Estate Tax Concerns. In 2015 the federal estate tax exemption will increase to $5,430,000 for a single person and with estate planning a married couple should be able to exempt $10,860,000. However, Santa and his wife likely have a taxable estate. It is extremely hard to calculate the size of their gross estate but Santa’s toy making business is prospering. He has enough inventory to supply every child on earth with at least one toy each year. There are now over 7 billion people on earth, and if just half of those are children and Santa spends just $20 on each child, he is spending 70 billion dollars per year on Christmas gifts alone. Apparently this formal gifting program is not reducing the size of his estate because he’s continued to do this since the 4th century. Of course, even if federal estate taxes are repealed, reducing estate taxes is not Santa’s only estate planning goal.

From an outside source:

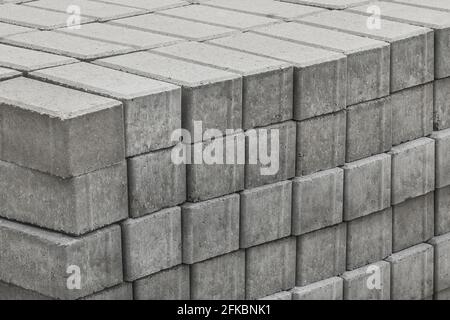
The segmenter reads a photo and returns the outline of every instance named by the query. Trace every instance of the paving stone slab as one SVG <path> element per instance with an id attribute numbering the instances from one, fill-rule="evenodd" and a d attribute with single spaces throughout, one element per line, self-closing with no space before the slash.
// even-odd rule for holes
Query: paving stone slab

Caring for Dependents. Another consideration for Santa’s estate plan will be caring for the hundreds of elves that work in his shops and are apparently totally dependent on him for survival. There are no known relatives to serve as guardians in the event Santa and Mrs. Claus both pass away. And even if relatives can be tracked down, it is doubtful that they will have the wherewithal to care for so many dependents. We might want to consider starting a charitable organization that establishes homes, jobs, and caretakers for these magical little people.

Creating a Pet Trust. Santa has also invested a lot of time, money, and love in his wild animal preserve. Besides the normal elk, caribou, and polar bears, Santa has successfully bred a unique species of flying reindeer and at least one with a light-emitting nose. Santa and Mrs. Claus could set up a pet trust as part of their estate plan to continue to care for these animals.

Business Succession Planning. Death isn’t the only concern for the Clauses. If Santa were to be disabled by a collision with an aircraft, a fall from his sleigh on a fast take-off, or a gunshot wound from someone who mistakes him as a burglar, his business could be in trouble. Mrs. Claus hasn’t had a lot of direct involvement with the business. It might be wise to pick some key elf employees from executive management who can be trained to take over. An experienced business law attorney could help Santa negotiate a buy-sell agreement with the elves. Due to his advanced age (approximately 1600), and the fact that he is overweight and smokes, he may have difficulty qualifying for key man life insurance but it should not be ruled out because of his overall good health and vitality.

Obviously, creating an estate plan for Santa will be a daunting task but if you see him sometime soon, please let him know that our estate planning attorneys would be happy to help him out.

Like Santa, our firm wishes you Merry Christmas, Happy Holidays, and a prosperous New Year.